Le cancer du sein en soins infirmiers : Actions IDE

Cancer du sein, image de soi et soutien psychologique

Beaucoup de choses peuvent être mises en place pour améliorer l’image de soi qui est souvent dégradée chez les patientes souffrant d’un cancer du sein :

– Chimiothérapie et chute de cheveux/sourcils : aider la patiente à envisager une perruque, un foulard, du maquillage ou assumer la perte de cheveux

– Ablation partielle ou totale du sein : informer sur la possibilité de porter une prothèse mammaire, orienter vers des spécialistes, des associations au courant de solutions nouvelles

– Proposer de rencontrer une esthéticienne dans le service, l’établissement ou auprès d’une association (après une intervention, pendant une séance de chimiothérapie)

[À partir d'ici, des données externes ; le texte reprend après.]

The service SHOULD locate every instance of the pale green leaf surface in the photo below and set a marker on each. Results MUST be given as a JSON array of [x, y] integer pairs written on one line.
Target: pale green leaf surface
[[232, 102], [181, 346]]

– Mettre en relation avec des bénévoles ou anciens malades ou autres malades pour échanger son vécu par rapport au cancer du sein, se soutenir, trouver une motivation pour se soigner etc.

– Ecoute active : aider à verbaliser le ressenti.

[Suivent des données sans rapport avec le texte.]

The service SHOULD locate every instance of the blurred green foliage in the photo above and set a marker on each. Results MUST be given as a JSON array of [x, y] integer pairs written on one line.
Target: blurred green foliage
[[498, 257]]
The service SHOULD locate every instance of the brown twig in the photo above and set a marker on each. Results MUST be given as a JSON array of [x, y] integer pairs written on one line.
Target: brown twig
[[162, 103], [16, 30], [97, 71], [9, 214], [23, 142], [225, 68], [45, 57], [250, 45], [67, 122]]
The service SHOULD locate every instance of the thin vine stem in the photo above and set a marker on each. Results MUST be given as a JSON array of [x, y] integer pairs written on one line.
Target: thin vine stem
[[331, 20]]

Soins techniques en cas de cancer du sein

La prise en charge infirmière dépend du service où est accueillie la femme malade. Cependant, beaucoup d’actes ne sont pas à faire uniquement en service de cancérologie mais dans toutes circonstances amenant l’infirmière à entrer en contact avec la patiente.

Lorsqu’elle suit une chimiothérapie, ses défenses immunitaires sont affaiblies et les précautions d’hygiène doivent être d’autant plus rigoureuses. Lors de soins invasifs comme la pose de PAC, de perfusion, la réfection de pansement, la réalisation de prise de sang etc., l’infirmier travaille en stérile : port du masque, de la charlotte, de gants stériles au moment du soin invasif, lavage des mains antiseptique, limitation et regroupement des soins… Il convient aussi de préserver les veines qui sont fragilisées par les traitements IV : utiliser la chambre implantable est une bonne solution pour préserver le système veineux périphérique et doit se faire en stérile également.

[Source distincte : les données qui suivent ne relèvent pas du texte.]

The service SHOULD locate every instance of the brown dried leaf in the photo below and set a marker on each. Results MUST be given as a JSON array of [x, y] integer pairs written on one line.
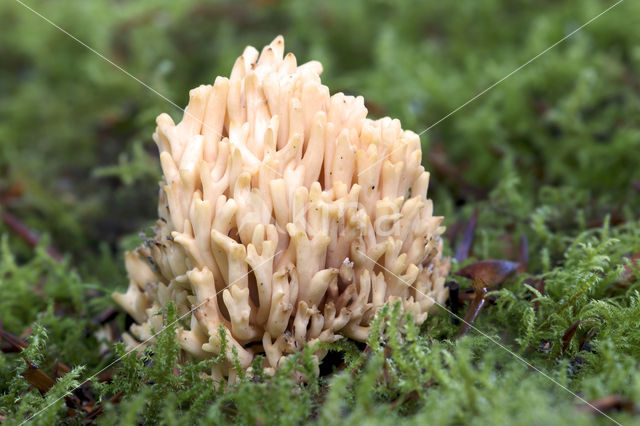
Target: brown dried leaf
[[475, 307], [490, 272], [609, 403]]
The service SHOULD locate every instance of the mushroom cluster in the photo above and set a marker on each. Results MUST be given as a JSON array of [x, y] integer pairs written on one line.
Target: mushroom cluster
[[287, 217]]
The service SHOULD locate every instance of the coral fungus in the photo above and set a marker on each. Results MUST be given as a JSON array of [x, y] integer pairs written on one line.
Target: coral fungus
[[286, 217]]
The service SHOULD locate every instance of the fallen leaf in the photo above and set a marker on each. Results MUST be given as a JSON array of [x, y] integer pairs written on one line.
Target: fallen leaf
[[491, 272], [37, 378]]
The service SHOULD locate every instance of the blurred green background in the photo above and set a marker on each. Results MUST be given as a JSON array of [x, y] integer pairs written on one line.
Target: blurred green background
[[77, 160], [550, 153]]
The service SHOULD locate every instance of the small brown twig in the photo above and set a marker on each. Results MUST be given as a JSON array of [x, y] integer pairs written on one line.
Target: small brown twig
[[465, 246], [27, 235]]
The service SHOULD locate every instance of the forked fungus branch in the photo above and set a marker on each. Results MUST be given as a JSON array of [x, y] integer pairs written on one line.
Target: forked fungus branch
[[277, 204]]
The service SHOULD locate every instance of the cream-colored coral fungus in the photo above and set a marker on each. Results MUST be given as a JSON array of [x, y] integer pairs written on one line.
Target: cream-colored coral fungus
[[286, 216]]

L’organisation des soins et rendez-vous médicaux

Lorsque des femmes atteintes du cancer du sein se rendent régulièrement dans le service de chimiothérapie ambulatoire, il faut garder en tête que le traitement est épuisant à cause des effets secondaires (fatigue, nausées/vomissements, aplasie…). Le rôle propre de l’infirmière est alors de grouper autant que possible les déplacements futurs pour les examens complémentaires, les traitements de chimio, les prises de sang etc. Il faut anticiper tout ce dont elle peut avoir besoin et adapter l’organisation des rendez-vous : prescription d’antiémétique pour le domicile, prévoir les prescriptions pour une IDE à domicile si besoin etc.

Avant la chimiothérapie ambulatoire

C’est le bon moment pour parler. Les patientes sont souvent prêtes à exprimer leurs problèmes ou leur mieux-être, ce qui permet à l’infirmier d’évaluer l’efficacité de l’accompagnement de sa globalité, l’importance des effets secondaires etc.